Dass sein Glück ein Ablaufdatum hat, ist Arthur bewusst, leidet er doch unter dem titelgebenden, von Fian erfundenen Syndrom. Wer daran laboriert, lebt im Bewusstsein, dass man nicht ewig Glück haben kann. Polykrates hat das einst geglaubt – und sich gründlich getäuscht. Arthur fällt denn auch recht bald die erste Leiche vor die Füße. Wie überhaupt plötzliche Todesfälle, die eine gründliche Leichenentsorgung nach sich ziehen, eine große Rolle in dem Buch spielen. Mehr sei von der Handlung nicht verraten, die Spoiler-Gefahr ist beträchtlich.
Es handelt sich hier um eines dieser Bücher – und es folgt eine Formulierung, bei der man sich windet, weil es um Fian geht und um keinen gemachten Bestseller mit riesigem Werbebudget dahinter, aber doch trifft es im Positiven zu –, die man nicht mehr aus der Hand legen kann, weil man gespannt ist, wie es weitergeht und welche Wendung die Geschichte im nächsten Kapitel nehmen wird.
Wenn es einem Autor auf intelligente Weise gelingt, dem Leser immer wieder den Boden unter den Füßen wegzuziehen und ihn gleichzeitig so in die Handlung reinzuziehen, dass er, wie der stets vor neuen Aufgaben stehende Held des Romans, gar nicht anders kann, als sich jeder neuen, brenzlig-irrwitzigen Situation zu stellen, dann ist daran nichts auszusetzen. Im Gegenteil: Die österreichische Literatur könnte mehr Bücher dieser Art vertragen.

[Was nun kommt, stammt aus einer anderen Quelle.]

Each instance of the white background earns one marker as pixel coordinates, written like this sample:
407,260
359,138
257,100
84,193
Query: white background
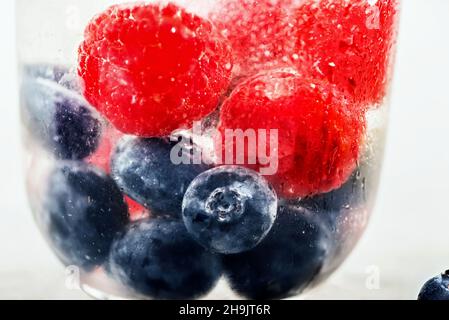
408,238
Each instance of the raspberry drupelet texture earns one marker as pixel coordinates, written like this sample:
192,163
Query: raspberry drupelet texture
319,132
349,43
151,69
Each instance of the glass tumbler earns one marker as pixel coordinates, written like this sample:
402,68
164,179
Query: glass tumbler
191,149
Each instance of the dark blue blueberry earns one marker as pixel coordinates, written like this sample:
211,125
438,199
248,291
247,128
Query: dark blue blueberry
144,170
344,212
60,118
286,261
229,209
157,259
436,288
83,211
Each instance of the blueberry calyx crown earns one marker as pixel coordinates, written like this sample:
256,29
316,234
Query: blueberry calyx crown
226,204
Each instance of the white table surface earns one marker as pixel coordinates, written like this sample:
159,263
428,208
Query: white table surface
408,238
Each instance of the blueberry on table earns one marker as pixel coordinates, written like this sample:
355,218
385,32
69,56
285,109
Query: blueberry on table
144,170
62,120
436,288
83,211
286,261
229,209
157,259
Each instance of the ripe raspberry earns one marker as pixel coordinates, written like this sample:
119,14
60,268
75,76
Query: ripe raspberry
319,132
151,69
261,32
349,43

Dass auch eine positive Rezension im Standard mit dem pflichtschuldig vorgetragenen Einwand daherkam, an einigen Stellen würde "Das Polykrates-Syndrom" im Genrehaften bleiben, zeugt nur von der Angst des Kritikers, sich womöglich unter Niveau zu amüsieren. Unsinn: Wenn man bedenkt, zu welcher literarischen Meisterschaft es vor allem US-amerikanische Autoren in Genres wie dem Thriller gebracht haben, muss ein solcher Vorwurf gerade gegen einen Autor mit derart ausgeprägtem Sprachgefühl wie Fian ins Leere gehen.
Kurz: Ziehen Sie sich dieses Buch rein.